How much? Oh. That much...
Early evening, outside Waitrose. A
tired looking middle aged man is on the mobile phone (actually,
that'd be me).
ME: Right. I'm nipping into Waitrose
now, I'm starving.
BLISS: (for it is she) can you get some
washing up liquid.
ME: OK.
BLISS: Nothing expensive though. It's
dear in there.
The 'it's dear in there' was delivered
the way you warn small children about strangers with bags of
stuck-together cough candy.
Later (too much later) in the kitchen:
BLISS: That's nice. Blackberry and
rosemary. Wait a minute. Fairy? I told you...
ME: Pound.
BLISS: What?
ME: Pound. Special offer. Loads of
flavours on a special stand. Pound.
BLISS: (looking at me slightly oddly,
as if seeing me in a new light) wow. That's a bargain.
ME: (thinking) that's a bit of luck.
I'm rubbish at knowing whether an
implied bargain at a supermarket really is one at all. For all I knew
I'd bought 50p or 75p worth of washing up liquid and the John Lewis
group plc were laughing at me, going “sucker” behind my back even
as I approached the till.
ME: (out loud) I know what I'm doing
you know.
I think that was a step too far. I was
doing alright until then.
ME: (thinking, again) note to self:
remember to quit when you're ahead.
Hold on...
...blackberry and rosemary? What
happened to washing up liquid? It was green and smelled of pine once.
The choice was what size bottle you bought. Now there's a bewildering
choice of colours and flavours. There was everything. Well,
everything but green. No pine, either. The blackberry and rosemary
was my choice because of the fantastic, vivid, purple colour. It
replaces a Sainsbury own brand cherry blossom and red petal flavour.
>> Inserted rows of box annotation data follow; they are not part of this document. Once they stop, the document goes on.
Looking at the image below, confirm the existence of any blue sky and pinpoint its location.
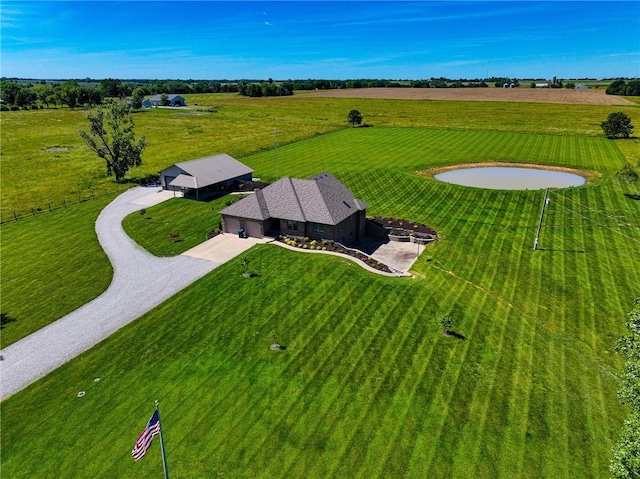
[0,0,640,80]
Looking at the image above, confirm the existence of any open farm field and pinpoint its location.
[309,85,631,105]
[0,94,640,221]
[0,121,640,479]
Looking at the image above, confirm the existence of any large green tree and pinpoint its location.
[610,298,640,479]
[600,111,633,139]
[131,87,144,108]
[80,99,147,181]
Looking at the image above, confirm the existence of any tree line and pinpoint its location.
[5,77,640,110]
[607,79,640,96]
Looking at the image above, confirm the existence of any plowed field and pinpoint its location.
[300,87,633,105]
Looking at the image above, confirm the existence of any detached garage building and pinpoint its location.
[220,173,367,243]
[160,153,253,199]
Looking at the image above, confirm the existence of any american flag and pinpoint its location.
[131,409,160,461]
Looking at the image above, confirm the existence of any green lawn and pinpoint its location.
[0,197,113,347]
[122,195,241,256]
[0,98,640,479]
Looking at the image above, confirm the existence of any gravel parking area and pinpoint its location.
[0,187,220,399]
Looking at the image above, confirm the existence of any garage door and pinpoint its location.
[245,221,263,238]
[224,218,240,233]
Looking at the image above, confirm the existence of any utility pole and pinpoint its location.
[533,188,549,251]
[273,128,280,180]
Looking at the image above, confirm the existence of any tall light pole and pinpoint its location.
[273,128,280,180]
[533,188,549,251]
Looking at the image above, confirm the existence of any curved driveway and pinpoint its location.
[0,187,226,400]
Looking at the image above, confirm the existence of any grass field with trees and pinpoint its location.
[0,92,640,479]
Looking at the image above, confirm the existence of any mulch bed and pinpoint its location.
[369,216,438,238]
[278,235,395,273]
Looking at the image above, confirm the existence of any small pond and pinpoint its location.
[433,166,587,190]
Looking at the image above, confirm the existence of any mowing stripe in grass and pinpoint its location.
[356,295,437,477]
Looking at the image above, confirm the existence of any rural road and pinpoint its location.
[0,187,232,400]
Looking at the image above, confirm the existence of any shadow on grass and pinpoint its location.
[0,313,16,329]
[446,330,467,341]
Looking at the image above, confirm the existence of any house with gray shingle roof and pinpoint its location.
[150,94,187,106]
[220,173,367,243]
[160,153,253,199]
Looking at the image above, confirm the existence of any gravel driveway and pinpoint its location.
[0,187,222,400]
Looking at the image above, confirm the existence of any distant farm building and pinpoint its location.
[151,95,187,106]
[160,153,253,199]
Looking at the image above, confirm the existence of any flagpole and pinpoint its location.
[156,401,169,479]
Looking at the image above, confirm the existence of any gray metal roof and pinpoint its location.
[164,153,253,188]
[151,93,184,101]
[220,173,367,225]
[169,175,198,188]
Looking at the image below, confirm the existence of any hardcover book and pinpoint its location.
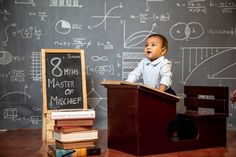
[48,145,101,157]
[55,119,94,127]
[51,109,95,119]
[54,126,92,133]
[55,140,97,149]
[53,129,98,142]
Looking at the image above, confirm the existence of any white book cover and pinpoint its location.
[51,109,95,119]
[53,129,98,142]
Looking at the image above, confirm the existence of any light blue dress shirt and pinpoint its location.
[126,56,172,89]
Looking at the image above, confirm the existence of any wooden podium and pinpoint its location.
[101,81,179,156]
[102,81,228,156]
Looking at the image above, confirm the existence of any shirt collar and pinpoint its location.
[146,56,165,66]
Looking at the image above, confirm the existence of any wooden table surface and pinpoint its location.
[0,129,236,157]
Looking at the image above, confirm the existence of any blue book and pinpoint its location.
[48,145,101,157]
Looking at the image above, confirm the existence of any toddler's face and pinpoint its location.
[144,36,166,61]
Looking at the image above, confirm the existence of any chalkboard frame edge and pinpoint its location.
[41,48,88,113]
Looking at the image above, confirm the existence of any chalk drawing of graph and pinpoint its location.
[88,2,123,30]
[122,52,144,80]
[207,62,236,80]
[30,52,42,81]
[123,21,157,49]
[180,47,236,84]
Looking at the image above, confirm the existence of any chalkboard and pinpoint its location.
[42,49,87,113]
[0,0,236,130]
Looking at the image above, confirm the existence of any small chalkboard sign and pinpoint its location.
[42,49,87,113]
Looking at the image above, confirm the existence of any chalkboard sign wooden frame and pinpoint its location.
[42,49,87,113]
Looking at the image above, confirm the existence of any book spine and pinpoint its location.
[51,110,95,119]
[72,147,101,157]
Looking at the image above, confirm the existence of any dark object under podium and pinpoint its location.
[101,84,179,156]
[102,82,228,156]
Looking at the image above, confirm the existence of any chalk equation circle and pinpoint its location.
[55,20,71,35]
[0,51,12,65]
[170,22,187,40]
[170,22,204,40]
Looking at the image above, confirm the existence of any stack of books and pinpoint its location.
[48,109,100,157]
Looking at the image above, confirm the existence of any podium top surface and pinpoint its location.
[101,80,180,101]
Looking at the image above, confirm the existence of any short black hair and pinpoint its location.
[146,34,168,51]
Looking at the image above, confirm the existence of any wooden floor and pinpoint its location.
[0,129,236,157]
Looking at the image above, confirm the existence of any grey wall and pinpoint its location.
[0,0,236,130]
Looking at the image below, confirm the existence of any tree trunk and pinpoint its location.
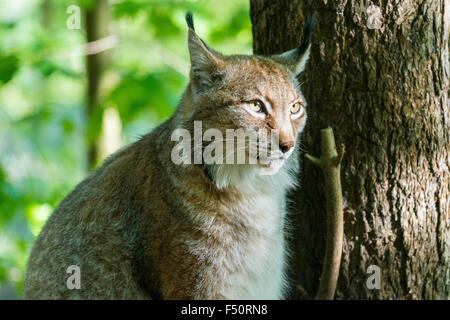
[86,0,110,169]
[251,0,450,299]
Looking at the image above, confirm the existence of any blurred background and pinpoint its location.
[0,0,252,299]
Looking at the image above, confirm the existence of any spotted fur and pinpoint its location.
[24,11,309,299]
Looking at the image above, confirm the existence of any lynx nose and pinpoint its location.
[280,141,295,153]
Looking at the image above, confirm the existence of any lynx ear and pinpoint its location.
[186,12,222,86]
[272,14,315,75]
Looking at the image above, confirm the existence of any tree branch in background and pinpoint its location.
[86,0,112,169]
[305,127,345,300]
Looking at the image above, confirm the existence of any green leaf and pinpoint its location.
[0,54,19,83]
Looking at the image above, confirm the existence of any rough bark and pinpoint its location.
[251,0,450,299]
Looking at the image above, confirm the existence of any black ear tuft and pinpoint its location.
[297,13,316,57]
[186,11,195,31]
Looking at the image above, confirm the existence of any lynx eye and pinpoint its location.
[291,102,303,114]
[249,100,264,112]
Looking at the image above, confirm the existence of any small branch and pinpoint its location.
[305,127,345,300]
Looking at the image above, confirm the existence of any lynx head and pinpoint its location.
[181,13,314,187]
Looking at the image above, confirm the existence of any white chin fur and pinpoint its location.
[207,152,298,193]
[258,159,284,176]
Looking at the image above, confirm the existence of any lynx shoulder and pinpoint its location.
[24,14,313,299]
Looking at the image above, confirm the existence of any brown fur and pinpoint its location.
[24,15,312,299]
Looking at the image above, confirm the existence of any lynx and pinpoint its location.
[24,13,314,299]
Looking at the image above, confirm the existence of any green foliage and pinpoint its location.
[0,0,251,299]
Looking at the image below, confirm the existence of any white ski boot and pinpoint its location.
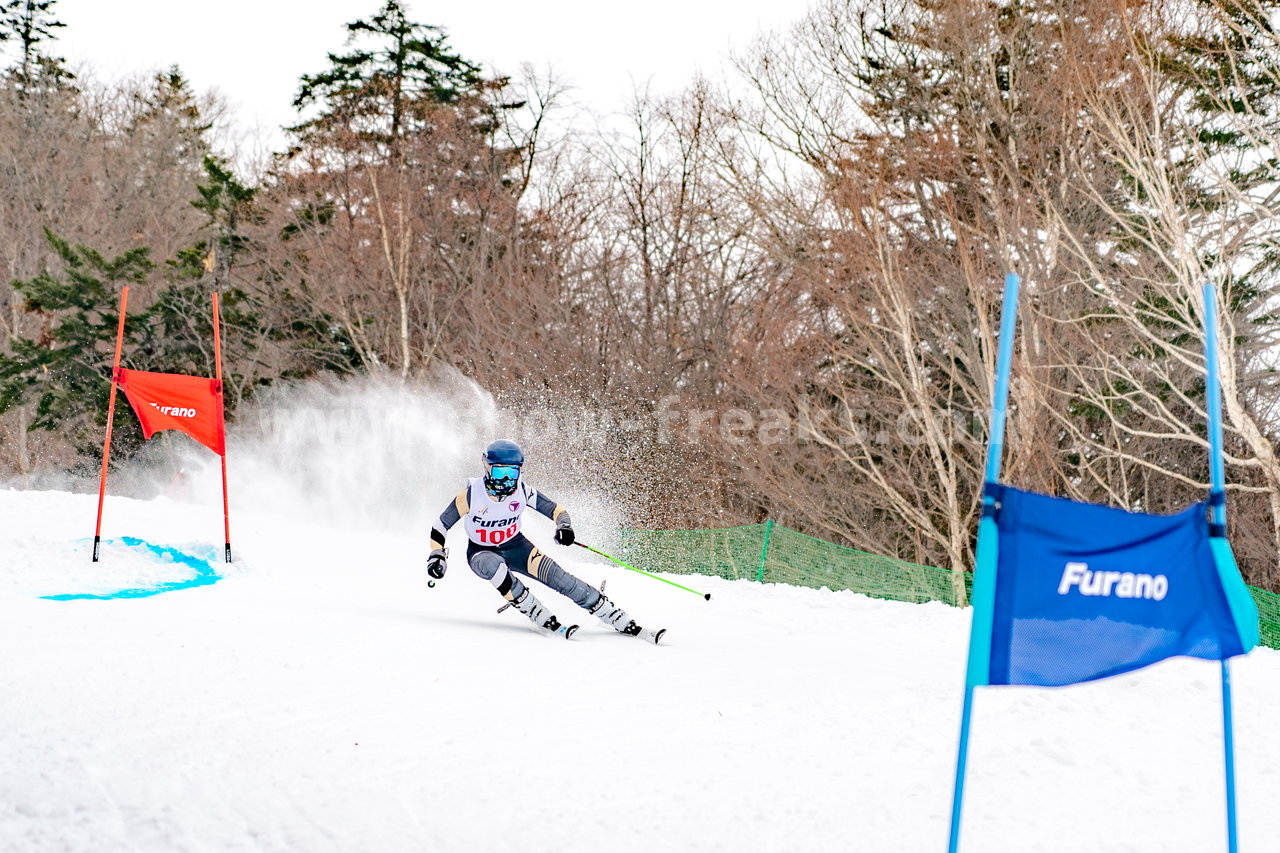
[511,587,577,639]
[586,593,667,643]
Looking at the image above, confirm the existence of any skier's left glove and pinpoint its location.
[556,524,575,544]
[426,551,449,580]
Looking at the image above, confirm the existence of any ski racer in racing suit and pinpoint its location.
[426,439,663,643]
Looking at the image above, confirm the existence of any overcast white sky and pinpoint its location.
[54,0,808,151]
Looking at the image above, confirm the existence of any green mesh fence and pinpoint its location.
[618,521,1280,648]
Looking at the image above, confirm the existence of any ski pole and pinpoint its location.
[573,542,712,601]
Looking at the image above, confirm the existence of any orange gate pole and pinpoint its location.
[214,293,232,562]
[93,284,129,562]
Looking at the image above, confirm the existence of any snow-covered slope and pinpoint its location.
[0,381,1280,853]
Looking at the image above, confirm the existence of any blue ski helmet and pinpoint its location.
[484,438,525,501]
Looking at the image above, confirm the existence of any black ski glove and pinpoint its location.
[426,551,449,580]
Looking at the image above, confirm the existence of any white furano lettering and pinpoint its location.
[1057,562,1169,601]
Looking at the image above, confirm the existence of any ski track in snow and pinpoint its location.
[0,481,1280,853]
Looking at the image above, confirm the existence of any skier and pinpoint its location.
[426,439,666,643]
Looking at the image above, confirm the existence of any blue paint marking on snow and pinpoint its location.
[41,537,223,601]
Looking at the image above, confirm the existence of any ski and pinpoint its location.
[541,616,577,639]
[618,621,667,637]
[636,628,667,646]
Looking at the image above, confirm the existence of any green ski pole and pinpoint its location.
[573,542,712,601]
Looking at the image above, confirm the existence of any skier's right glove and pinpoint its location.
[426,551,448,580]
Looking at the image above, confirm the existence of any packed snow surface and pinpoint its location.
[0,381,1280,853]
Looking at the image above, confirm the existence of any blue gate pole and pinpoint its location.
[947,273,1020,853]
[1204,283,1238,853]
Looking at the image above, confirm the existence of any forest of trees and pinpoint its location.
[0,0,1280,589]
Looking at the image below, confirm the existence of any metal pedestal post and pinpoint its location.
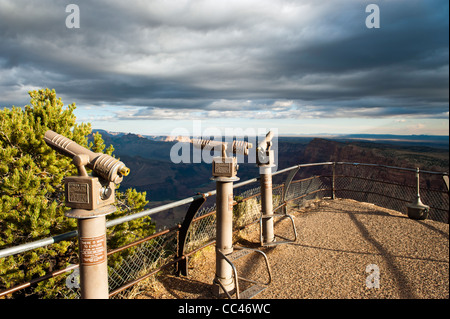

What to do? Squirt it into the sink or over your grub? I can
understand the rosemary. That smells like it may have some astringent
properties. Lemon I get. Cutting through the grease. Coconut I'm
struggling with. Are people's plates in poor condition, in need of a
moisturiser?
I did get excited once by the adverts
for the foamy stuff that removed year old, burnt on student squat
spag boll in seconds. Or it did for Ainsley Harriot. Not for me
though. Came in a right hi-tec dispenser.